This article discusses how the Cato Cloud accelerates and optimizes traffic. For more about configuring these settings, see Configuring Network Rules.
Cato enables acceleration for TCP traffic. You can configure the default system settings for acceleration, and through network rules you can override the system acceleration default.
Each Cato PoP can act as a TCP proxy server, reducing latency. The proxy server effectively makes TCP clients and servers believe their destinations are closer than they really are, allowing them to set a larger TCP window. In addition, the Socket's advanced version of TCP congestion control lets endpoints connected to the Socket to send and receive more data before waiting for acknowledgment. This increases the total throughput while reducing the time needed to remediate errors such as packet loss.
You can define and manage your acceleration settings from a centralized location with as much granularity as required as part of the network rules.
When TCP acceleration is enabled for a flow, Cato establishes a proxy between the client and the PoP (last mile), between the PoPs (middle mile), and eventually egresses the PoP to the destination.
As an example, consider a TCP flow between London and New York over the internet in which a packet did not reach its destination (lost). If the proxy is disabled, when the destination receives the next packet, it understands a packet is lost and requests the client to retransmit that packet (as per TCP protocol). This will cost a full RTT between London and New York before flow transmission can continue.
With Cato, the RTT is significantly reduced due to multi-segmenting the traffic path to the last and middle mile. In the above example, instead of lost packet retransmission between London and New York, the lost packet is detected, for example, between London and Cato’s London PoP.
As Cato uses large Tier-1 links to carry traffic across the middle mile, packet loss is rare on this segment.
Cato Socket's optimization mechanism mitigates packet loss through packet duplication. Because this increases the total throughput, optimization should be used only on critical flows that are sensitive to packet loss (such as voice and video traffic).

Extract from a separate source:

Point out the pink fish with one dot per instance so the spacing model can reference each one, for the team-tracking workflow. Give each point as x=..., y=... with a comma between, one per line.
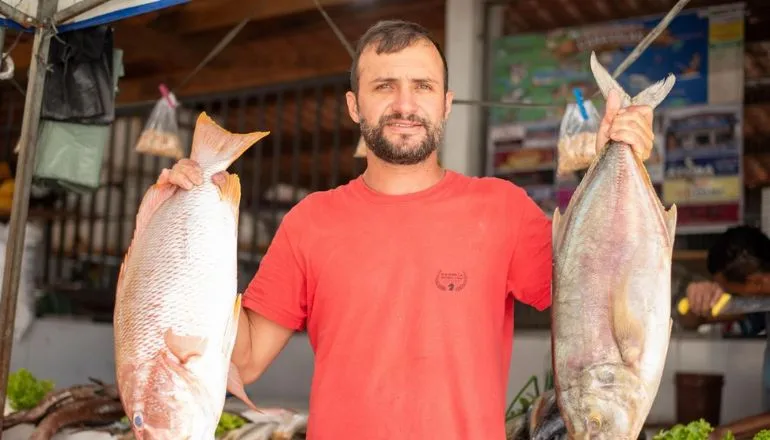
x=177, y=304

You can define and manage your optimization settings from a centralized location with as much granularity as required as part of the network rules.
When you enable optimization, Cato performs one of the following optimization methods based on the site’s topology and existing connections:
Packet duplication - used when more than one active link is available. With this technique, Cato sends duplicate packets over another active link while reassembling packets at the other end. Since a redundant packet is sent for any given packet, packet loss mitigation increases even if a packet is lost on one of the links.
UDP retransmission - used when only a single active link is available. With this technique, Cato retransmits UDP packets (waiting 5 msec prior to retransmission). Since a redundant packet is sent for any given packet, packet loss mitigation increases even if a packet is lost.
Note: As TCP performs retransmission as part of its protocol, UDP retransmission effectively mitigates packet loss for the other commonly-used protocols.